I just listened to this great podcast episode:
This discusses the issues with how strict, rule-focused, and rule-following and rule-enforcing different cultures can be. I find the framing helpful.
I strongly disagree with those who suggest that we just need to remove rules and everything will just work out. But it’s easy to see how excessive rules may be stifling, counterproductive, unjust etc. It’s all a matter of finding the right balance to deal with how people and systems actually work.
So, FLO can seem to be pushing toward relaxed, loose approach to rules. But done right, it has clear norms and rules itself. Snowdrift.coop uses the tightest and most restrictive of all the FLO licenses. The values, norms, Code of Conduct etc. are all about having strong rules that are themselves loose enough in interpretation that we can use good judgment and not treat people as simple computer programs.

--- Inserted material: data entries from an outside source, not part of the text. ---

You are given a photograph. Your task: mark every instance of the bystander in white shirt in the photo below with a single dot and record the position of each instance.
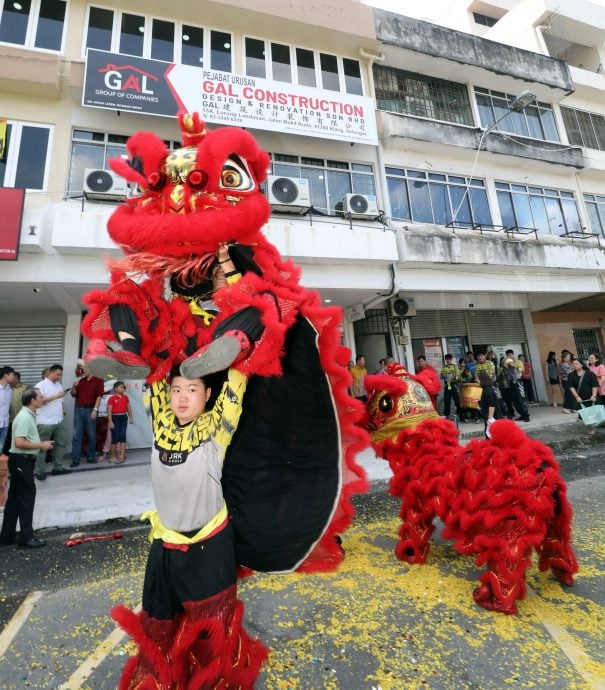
(51, 412)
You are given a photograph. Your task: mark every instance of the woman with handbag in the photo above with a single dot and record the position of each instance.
(584, 386)
(598, 369)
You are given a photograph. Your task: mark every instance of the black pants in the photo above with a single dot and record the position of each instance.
(21, 498)
(450, 394)
(515, 402)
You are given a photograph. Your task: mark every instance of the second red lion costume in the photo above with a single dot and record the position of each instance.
(290, 469)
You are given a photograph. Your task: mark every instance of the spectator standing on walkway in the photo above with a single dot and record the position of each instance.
(526, 379)
(25, 446)
(583, 386)
(552, 376)
(7, 376)
(359, 372)
(87, 392)
(51, 422)
(565, 369)
(484, 364)
(118, 416)
(598, 369)
(450, 375)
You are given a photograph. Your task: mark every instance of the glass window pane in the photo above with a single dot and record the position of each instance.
(523, 211)
(329, 72)
(13, 25)
(539, 213)
(352, 74)
(255, 58)
(398, 196)
(507, 212)
(305, 67)
(441, 203)
(280, 62)
(549, 126)
(49, 33)
(339, 184)
(84, 156)
(32, 157)
(132, 34)
(461, 206)
(363, 184)
(480, 206)
(317, 187)
(3, 160)
(192, 46)
(220, 51)
(100, 25)
(533, 122)
(592, 212)
(556, 221)
(162, 40)
(420, 202)
(570, 214)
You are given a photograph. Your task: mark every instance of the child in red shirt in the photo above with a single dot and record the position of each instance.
(118, 416)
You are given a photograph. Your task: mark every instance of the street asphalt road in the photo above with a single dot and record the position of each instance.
(377, 623)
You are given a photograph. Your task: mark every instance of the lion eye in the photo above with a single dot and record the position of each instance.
(385, 404)
(236, 176)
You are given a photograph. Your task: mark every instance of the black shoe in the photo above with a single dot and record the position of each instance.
(60, 470)
(33, 543)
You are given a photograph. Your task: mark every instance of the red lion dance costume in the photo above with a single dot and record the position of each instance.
(499, 499)
(289, 470)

Crowdmatching is itself a balance, bringing some tight rules. I once had an anarchist object to our idea of having a particular pledge model with particular rules everyone must follow. They wished for a system where every patron could make a pledge using whatever model they prefer and let the natural chaos of it all work itself out. But what we’re doing here is saying that we are proposing a specific model with tight rules. You can’t just donate any amount. You can’t just keep donating a fixed level and stop matching further. It’s a matching pledge, and you have to accept the basic rules with everyone agreeing to the same pledge. Your option is mainly to choose per-project whether you are in or out.

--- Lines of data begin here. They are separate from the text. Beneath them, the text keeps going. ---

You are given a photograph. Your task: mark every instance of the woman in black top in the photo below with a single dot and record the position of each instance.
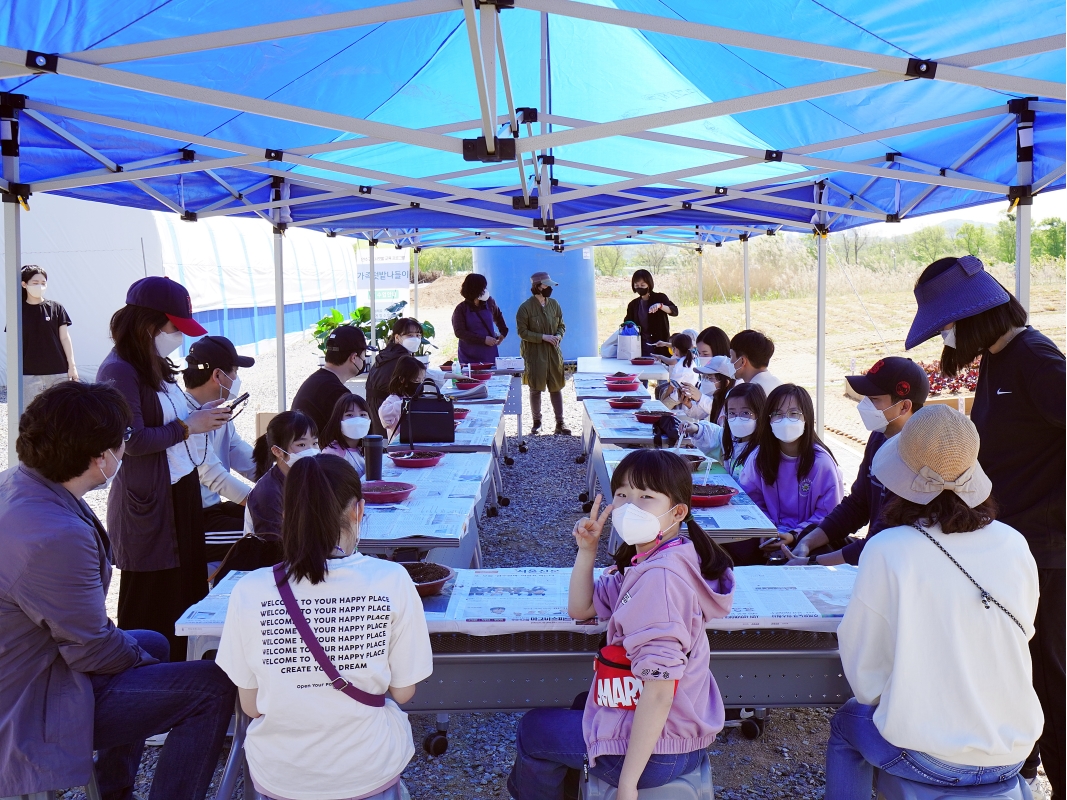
(405, 339)
(650, 310)
(1019, 413)
(47, 350)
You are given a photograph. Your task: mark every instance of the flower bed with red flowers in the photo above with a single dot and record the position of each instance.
(961, 383)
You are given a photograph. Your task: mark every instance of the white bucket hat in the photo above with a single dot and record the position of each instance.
(936, 451)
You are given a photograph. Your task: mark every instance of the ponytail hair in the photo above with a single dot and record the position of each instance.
(284, 429)
(684, 344)
(318, 493)
(668, 474)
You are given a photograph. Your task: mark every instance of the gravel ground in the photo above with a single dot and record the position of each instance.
(543, 484)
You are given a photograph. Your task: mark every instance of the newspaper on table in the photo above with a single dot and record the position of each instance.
(525, 600)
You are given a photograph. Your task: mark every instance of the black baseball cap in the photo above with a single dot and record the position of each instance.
(169, 297)
(347, 339)
(216, 352)
(893, 376)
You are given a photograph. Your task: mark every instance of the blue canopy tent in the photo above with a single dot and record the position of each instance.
(535, 123)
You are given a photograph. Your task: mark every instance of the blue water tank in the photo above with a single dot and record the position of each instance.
(508, 271)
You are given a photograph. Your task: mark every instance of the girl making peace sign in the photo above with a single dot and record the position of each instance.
(654, 706)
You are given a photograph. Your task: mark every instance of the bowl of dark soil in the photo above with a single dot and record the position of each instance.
(416, 458)
(379, 492)
(428, 578)
(712, 494)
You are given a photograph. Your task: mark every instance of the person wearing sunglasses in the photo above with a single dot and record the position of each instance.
(73, 682)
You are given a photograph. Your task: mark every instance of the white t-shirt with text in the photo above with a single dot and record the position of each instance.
(314, 742)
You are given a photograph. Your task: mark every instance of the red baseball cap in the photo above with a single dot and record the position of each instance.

A totally loose attitude would suggest that you merely make it as easy as possible for people to donate and it will all work out. No matching pledge or coordination needed. I think that’s nonsense. We need some tight rules that bind us together culturally, and they must be structured to push us toward what is most ethical. They just need to be loose enough to adapt in case our initial rules aren’t quite the optimal ones (we’re not gods, we can’t get everything perfect, especially first try).

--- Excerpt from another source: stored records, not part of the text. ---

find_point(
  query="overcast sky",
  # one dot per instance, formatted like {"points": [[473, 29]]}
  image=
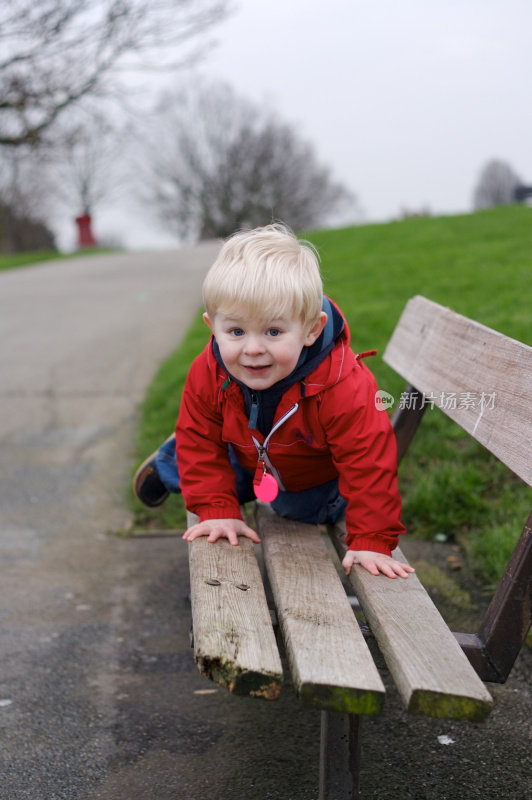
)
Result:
{"points": [[405, 100]]}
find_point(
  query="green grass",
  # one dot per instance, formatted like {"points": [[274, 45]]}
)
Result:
{"points": [[15, 260], [481, 266]]}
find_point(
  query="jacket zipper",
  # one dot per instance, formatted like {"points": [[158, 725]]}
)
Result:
{"points": [[262, 449]]}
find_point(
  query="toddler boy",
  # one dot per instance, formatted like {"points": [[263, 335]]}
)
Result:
{"points": [[277, 406]]}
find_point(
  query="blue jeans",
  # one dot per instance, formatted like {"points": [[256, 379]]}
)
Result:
{"points": [[318, 506]]}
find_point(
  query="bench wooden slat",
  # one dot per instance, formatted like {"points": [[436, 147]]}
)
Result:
{"points": [[234, 641], [439, 351], [330, 662], [432, 674]]}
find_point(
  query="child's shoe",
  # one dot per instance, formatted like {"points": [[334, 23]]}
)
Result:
{"points": [[148, 485]]}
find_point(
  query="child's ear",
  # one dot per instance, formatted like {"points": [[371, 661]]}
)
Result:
{"points": [[316, 329], [207, 321]]}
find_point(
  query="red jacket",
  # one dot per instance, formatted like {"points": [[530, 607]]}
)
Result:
{"points": [[336, 431]]}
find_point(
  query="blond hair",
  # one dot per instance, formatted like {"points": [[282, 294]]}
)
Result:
{"points": [[266, 273]]}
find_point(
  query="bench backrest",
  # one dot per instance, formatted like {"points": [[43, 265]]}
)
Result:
{"points": [[483, 381], [477, 376]]}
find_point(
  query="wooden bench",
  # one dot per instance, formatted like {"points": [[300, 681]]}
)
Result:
{"points": [[438, 673]]}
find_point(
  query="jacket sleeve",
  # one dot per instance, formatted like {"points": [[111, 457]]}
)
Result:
{"points": [[363, 449], [207, 477]]}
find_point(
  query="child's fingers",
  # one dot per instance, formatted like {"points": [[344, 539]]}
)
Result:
{"points": [[229, 529]]}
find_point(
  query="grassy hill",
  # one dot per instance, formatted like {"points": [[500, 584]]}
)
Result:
{"points": [[481, 266]]}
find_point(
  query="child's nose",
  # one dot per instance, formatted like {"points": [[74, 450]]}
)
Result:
{"points": [[254, 344]]}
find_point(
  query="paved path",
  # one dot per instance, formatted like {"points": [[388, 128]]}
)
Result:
{"points": [[99, 696]]}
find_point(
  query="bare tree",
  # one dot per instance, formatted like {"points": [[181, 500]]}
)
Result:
{"points": [[219, 163], [57, 53], [86, 170], [496, 186]]}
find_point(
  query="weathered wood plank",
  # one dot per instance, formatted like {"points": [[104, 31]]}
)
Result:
{"points": [[479, 377], [234, 641], [431, 671], [330, 663]]}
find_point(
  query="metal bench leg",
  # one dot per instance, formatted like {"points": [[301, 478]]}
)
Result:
{"points": [[339, 756]]}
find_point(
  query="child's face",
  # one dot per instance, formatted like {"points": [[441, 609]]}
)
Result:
{"points": [[260, 354]]}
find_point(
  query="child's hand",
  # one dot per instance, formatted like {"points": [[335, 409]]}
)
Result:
{"points": [[216, 529], [376, 563]]}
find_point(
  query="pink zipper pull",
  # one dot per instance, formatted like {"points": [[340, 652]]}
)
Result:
{"points": [[264, 484]]}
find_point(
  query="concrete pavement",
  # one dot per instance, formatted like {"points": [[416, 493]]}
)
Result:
{"points": [[99, 696]]}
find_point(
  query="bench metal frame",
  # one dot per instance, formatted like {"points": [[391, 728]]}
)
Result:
{"points": [[493, 649]]}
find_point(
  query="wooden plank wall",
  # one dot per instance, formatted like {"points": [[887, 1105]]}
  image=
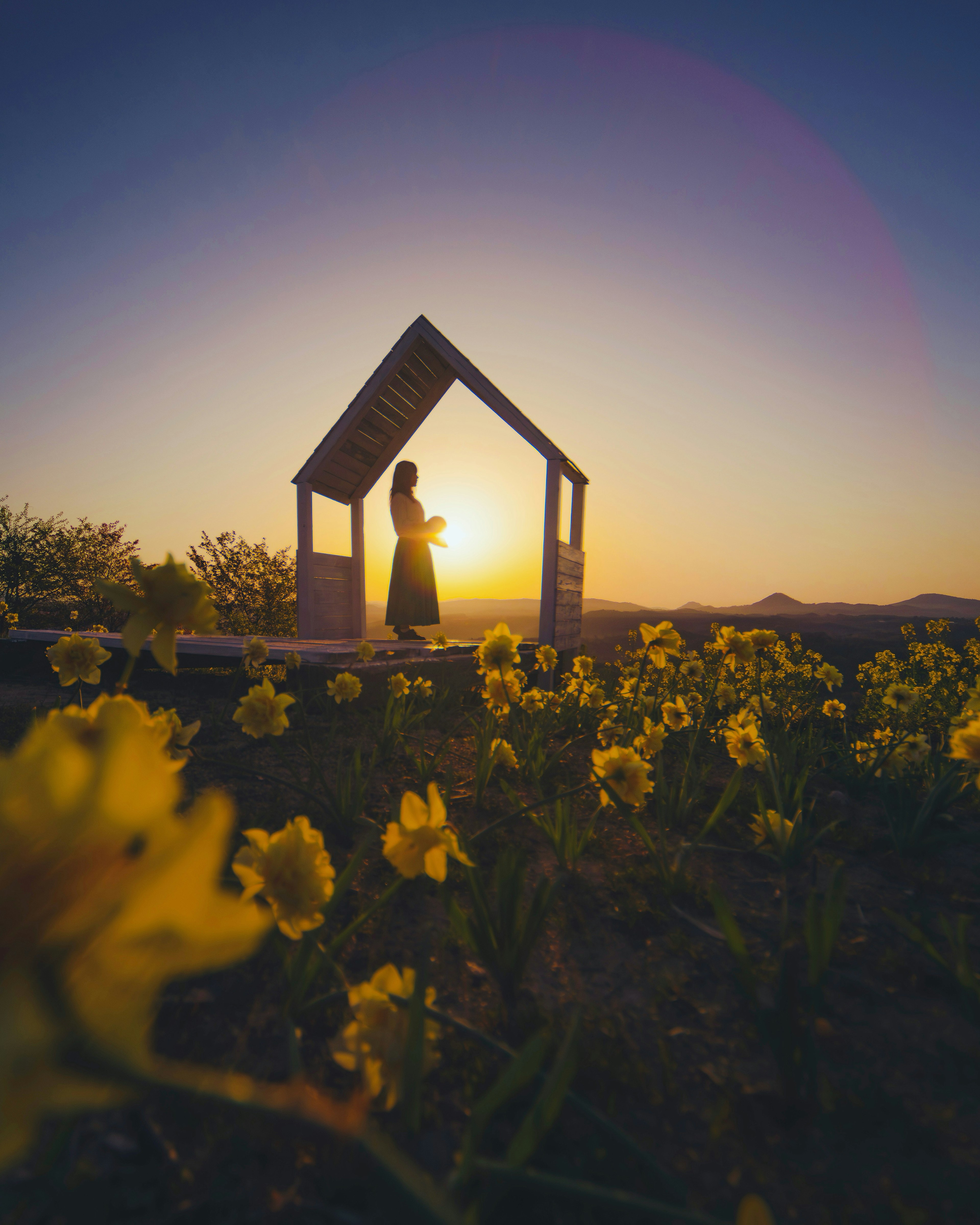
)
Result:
{"points": [[571, 574], [334, 592]]}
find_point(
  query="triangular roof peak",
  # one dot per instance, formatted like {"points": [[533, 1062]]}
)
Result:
{"points": [[393, 405]]}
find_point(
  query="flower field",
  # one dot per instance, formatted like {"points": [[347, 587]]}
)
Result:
{"points": [[683, 936]]}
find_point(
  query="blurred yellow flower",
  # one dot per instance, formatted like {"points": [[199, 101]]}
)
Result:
{"points": [[499, 651], [902, 698], [624, 771], [745, 747], [663, 640], [772, 826], [652, 742], [694, 669], [677, 715], [78, 658], [263, 712], [830, 675], [965, 743], [172, 598], [178, 736], [399, 685], [291, 870], [737, 647], [547, 658], [374, 1043], [532, 701], [254, 652], [345, 688], [503, 754], [421, 841], [754, 1211]]}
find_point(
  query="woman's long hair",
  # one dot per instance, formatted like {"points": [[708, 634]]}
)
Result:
{"points": [[403, 479]]}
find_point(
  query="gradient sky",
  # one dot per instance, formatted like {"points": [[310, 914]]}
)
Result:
{"points": [[727, 256]]}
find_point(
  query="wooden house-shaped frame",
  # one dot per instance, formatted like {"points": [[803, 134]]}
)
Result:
{"points": [[383, 417]]}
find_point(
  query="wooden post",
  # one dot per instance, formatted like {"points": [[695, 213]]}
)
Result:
{"points": [[358, 601], [305, 560], [550, 555], [578, 532]]}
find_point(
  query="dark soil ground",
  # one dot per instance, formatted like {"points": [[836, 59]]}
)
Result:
{"points": [[669, 1050]]}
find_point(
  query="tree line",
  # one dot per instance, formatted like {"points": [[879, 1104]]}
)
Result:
{"points": [[50, 566]]}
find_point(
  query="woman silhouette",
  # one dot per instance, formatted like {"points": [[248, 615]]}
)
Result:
{"points": [[412, 593]]}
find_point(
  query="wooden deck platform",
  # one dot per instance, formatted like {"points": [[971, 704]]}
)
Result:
{"points": [[210, 651]]}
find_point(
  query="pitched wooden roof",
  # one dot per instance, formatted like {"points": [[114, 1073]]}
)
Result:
{"points": [[393, 405]]}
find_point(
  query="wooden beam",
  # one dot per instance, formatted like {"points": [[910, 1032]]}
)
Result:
{"points": [[358, 601], [550, 553], [578, 531], [304, 560]]}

On a side note, I’ve done some work for the massive new Open Source efforts at IEEE. The significance is: the FLO status quo has some deep failures, largely based on inadequate structure, lack of planning, “tyranny of structurelessness”, lack of adherence to tighter standards, etc. IEEE is an organization that knows tight standards and strict rules. They can potentially bring to Open Source the missing strictness. Projects could come to IEEE in order to be forced to meet higher standards of ethics, security, governance etc. The FLO world desperately needs these things.